Dark Melodies kicks off with The Tenants of Ladywell Manor, a story about things that come from deep, murky water. Creepy and full of action, this story is also about finding love and possesses something not always expected from horror fiction: a happy ending.
The Persistence of Memory keeps things going with a very entertaining ghost story in which piano music serves as the bridge between our world and whatever awaits beyond the grave.
The third tale, The Chamber of Tiamat, is a standout. Fiona and Jake are studying the sunken ruins of Pavlopetri when Jake finds a mysterious tablet that seems to predate the site. The discovery might lead to something bigger in their careers, so Jake goes back down and investigates further. What they find is a temple of Tiamat. After going into a chamber, Jake loses consciousness, but somehow manages to get a black, egg-shaped stone back to the surface. Unluckily for the couple, what they get their hands on is protected by the aqrabuamelu, the scorpion men. This narrative is packed with tension and it’s anthropological slant makes it as entertaining as any adventure movie out there.
I won’t bother you with a synopsis of every tale in the book, but I will mention two more that standout and help push Dark Melodies into must-read territory for fans of Lovecraftian fiction or just great writing in general.
The first is The Unfinished Basement. It begins with a man who buys and sells houses finding a small pool of stagnant water in the basement of a recently purchased home. The residence also comes with a piano, and there is a dangerous connection between it and what inhabits the dark water in the basement.
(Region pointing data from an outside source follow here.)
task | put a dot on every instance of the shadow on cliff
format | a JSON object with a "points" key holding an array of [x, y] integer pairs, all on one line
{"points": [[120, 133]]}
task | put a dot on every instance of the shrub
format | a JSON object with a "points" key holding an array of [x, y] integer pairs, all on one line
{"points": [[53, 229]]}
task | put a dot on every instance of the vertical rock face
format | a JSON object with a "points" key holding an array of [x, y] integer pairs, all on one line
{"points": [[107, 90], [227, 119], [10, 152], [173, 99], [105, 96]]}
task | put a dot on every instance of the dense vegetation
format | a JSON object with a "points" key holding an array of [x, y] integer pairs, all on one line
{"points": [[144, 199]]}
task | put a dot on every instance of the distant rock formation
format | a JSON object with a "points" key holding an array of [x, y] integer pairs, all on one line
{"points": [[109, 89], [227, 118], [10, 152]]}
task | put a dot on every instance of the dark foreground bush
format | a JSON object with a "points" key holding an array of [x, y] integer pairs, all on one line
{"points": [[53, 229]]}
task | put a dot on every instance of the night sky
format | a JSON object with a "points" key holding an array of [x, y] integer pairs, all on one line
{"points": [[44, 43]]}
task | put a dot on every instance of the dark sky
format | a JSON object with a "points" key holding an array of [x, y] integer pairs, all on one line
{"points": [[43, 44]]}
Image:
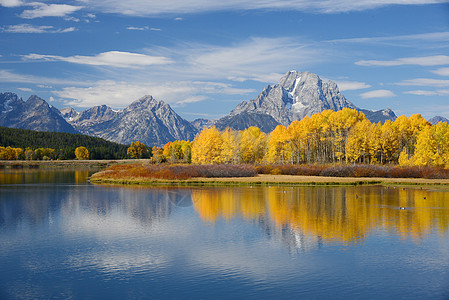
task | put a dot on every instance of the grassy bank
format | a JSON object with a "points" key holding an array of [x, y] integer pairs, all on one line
{"points": [[245, 175], [34, 164]]}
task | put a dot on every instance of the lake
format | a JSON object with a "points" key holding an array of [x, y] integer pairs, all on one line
{"points": [[63, 238]]}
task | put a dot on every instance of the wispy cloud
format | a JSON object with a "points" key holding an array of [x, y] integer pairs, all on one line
{"points": [[252, 59], [41, 10], [378, 94], [25, 89], [120, 94], [430, 36], [11, 3], [8, 76], [154, 7], [352, 85], [111, 58], [28, 28], [424, 82], [421, 93], [428, 93], [441, 71], [144, 28], [436, 60]]}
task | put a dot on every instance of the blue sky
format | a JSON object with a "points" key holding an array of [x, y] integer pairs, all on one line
{"points": [[203, 57]]}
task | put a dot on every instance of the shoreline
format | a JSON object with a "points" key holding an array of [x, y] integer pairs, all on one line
{"points": [[33, 164], [267, 180]]}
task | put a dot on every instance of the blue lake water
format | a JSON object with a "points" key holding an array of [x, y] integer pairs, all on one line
{"points": [[63, 238]]}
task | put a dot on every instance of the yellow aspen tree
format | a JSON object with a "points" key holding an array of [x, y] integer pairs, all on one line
{"points": [[252, 145], [341, 123], [137, 150], [389, 141], [441, 157], [207, 147], [81, 153], [358, 142], [374, 137], [231, 146], [408, 129], [279, 148], [425, 147], [166, 150]]}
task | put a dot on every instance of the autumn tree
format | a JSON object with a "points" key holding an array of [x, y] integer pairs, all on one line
{"points": [[279, 146], [157, 155], [138, 150], [81, 153], [231, 146], [389, 142], [207, 147], [252, 145]]}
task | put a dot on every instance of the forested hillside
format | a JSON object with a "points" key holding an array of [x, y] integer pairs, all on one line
{"points": [[64, 144]]}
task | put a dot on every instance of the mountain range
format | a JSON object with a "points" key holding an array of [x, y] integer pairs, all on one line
{"points": [[153, 122]]}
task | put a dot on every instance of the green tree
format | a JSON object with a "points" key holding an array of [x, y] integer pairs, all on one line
{"points": [[81, 153]]}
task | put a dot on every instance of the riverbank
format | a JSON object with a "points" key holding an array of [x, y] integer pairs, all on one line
{"points": [[267, 180], [35, 164]]}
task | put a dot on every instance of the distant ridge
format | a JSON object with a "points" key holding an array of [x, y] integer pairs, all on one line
{"points": [[34, 114], [295, 96]]}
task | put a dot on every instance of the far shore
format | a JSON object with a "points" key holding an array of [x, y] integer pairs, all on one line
{"points": [[18, 164], [267, 180]]}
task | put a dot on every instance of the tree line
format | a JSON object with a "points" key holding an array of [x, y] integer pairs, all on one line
{"points": [[345, 136], [38, 145]]}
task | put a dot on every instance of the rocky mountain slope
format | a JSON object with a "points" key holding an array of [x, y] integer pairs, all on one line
{"points": [[34, 114], [295, 96], [146, 120]]}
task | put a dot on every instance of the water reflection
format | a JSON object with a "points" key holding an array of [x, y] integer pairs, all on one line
{"points": [[46, 176], [40, 204], [83, 241], [345, 214]]}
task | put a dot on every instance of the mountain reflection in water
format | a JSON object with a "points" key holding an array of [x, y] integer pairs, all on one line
{"points": [[345, 214]]}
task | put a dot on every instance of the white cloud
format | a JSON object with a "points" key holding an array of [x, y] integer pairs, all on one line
{"points": [[424, 82], [429, 37], [422, 93], [121, 94], [138, 28], [436, 60], [250, 60], [8, 76], [143, 28], [41, 10], [377, 94], [25, 89], [28, 28], [111, 58], [11, 3], [428, 93], [441, 71], [155, 7], [352, 85]]}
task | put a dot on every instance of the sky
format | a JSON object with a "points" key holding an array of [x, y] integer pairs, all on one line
{"points": [[204, 57]]}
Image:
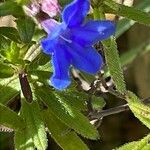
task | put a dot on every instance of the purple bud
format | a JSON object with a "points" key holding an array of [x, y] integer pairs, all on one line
{"points": [[49, 7]]}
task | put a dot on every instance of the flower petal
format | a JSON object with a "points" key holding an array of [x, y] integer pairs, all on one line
{"points": [[49, 25], [85, 59], [75, 12], [48, 45], [92, 32], [60, 78]]}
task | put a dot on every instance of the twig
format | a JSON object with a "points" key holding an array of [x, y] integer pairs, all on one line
{"points": [[115, 110]]}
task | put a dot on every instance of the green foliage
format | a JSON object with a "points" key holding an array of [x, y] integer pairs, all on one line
{"points": [[9, 89], [34, 127], [141, 111], [10, 119], [137, 145], [113, 62], [66, 113], [125, 24], [129, 56], [128, 12], [11, 8], [23, 140], [64, 136], [26, 29], [10, 33], [98, 103], [6, 71]]}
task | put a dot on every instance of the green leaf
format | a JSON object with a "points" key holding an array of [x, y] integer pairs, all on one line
{"points": [[66, 113], [34, 124], [6, 71], [10, 119], [12, 54], [23, 140], [128, 57], [26, 28], [10, 8], [98, 103], [9, 89], [10, 33], [4, 44], [137, 145], [67, 140], [113, 63], [128, 12], [75, 99], [124, 24], [141, 111]]}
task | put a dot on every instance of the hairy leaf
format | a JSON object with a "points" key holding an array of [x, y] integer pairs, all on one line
{"points": [[141, 111], [10, 8], [124, 24], [10, 119], [9, 89], [65, 138], [66, 113], [6, 71], [137, 145], [113, 62], [10, 33], [23, 140], [34, 124], [26, 29]]}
The crescendo in this story is memorable and it has one of the most haunting finales of the collection.
The last tale, aptly titled Rhythm and Booze, is an superb narrative about a haunting rhythm that brings forth a slithering underground creature that devours humans. Meikle’s prose is painted with a touch of noir and the booze-soaked narrator takes the reader into the gloomiest depths of an underworld chockfull of whiskey, gangsters, money, and jazz.
Although music is omnipresent in the compilation, there is no repetition and each tale has its own distinct voice and cadence. William Meikle is an entertaining writer with a knack for Lovecraftian fiction and Dark Melodies is a testament to that. If you like literature about slumbering gods and the things that inhabit the spaces that open up beyond what we consider real, I strongly suggest you add this tome to your collection.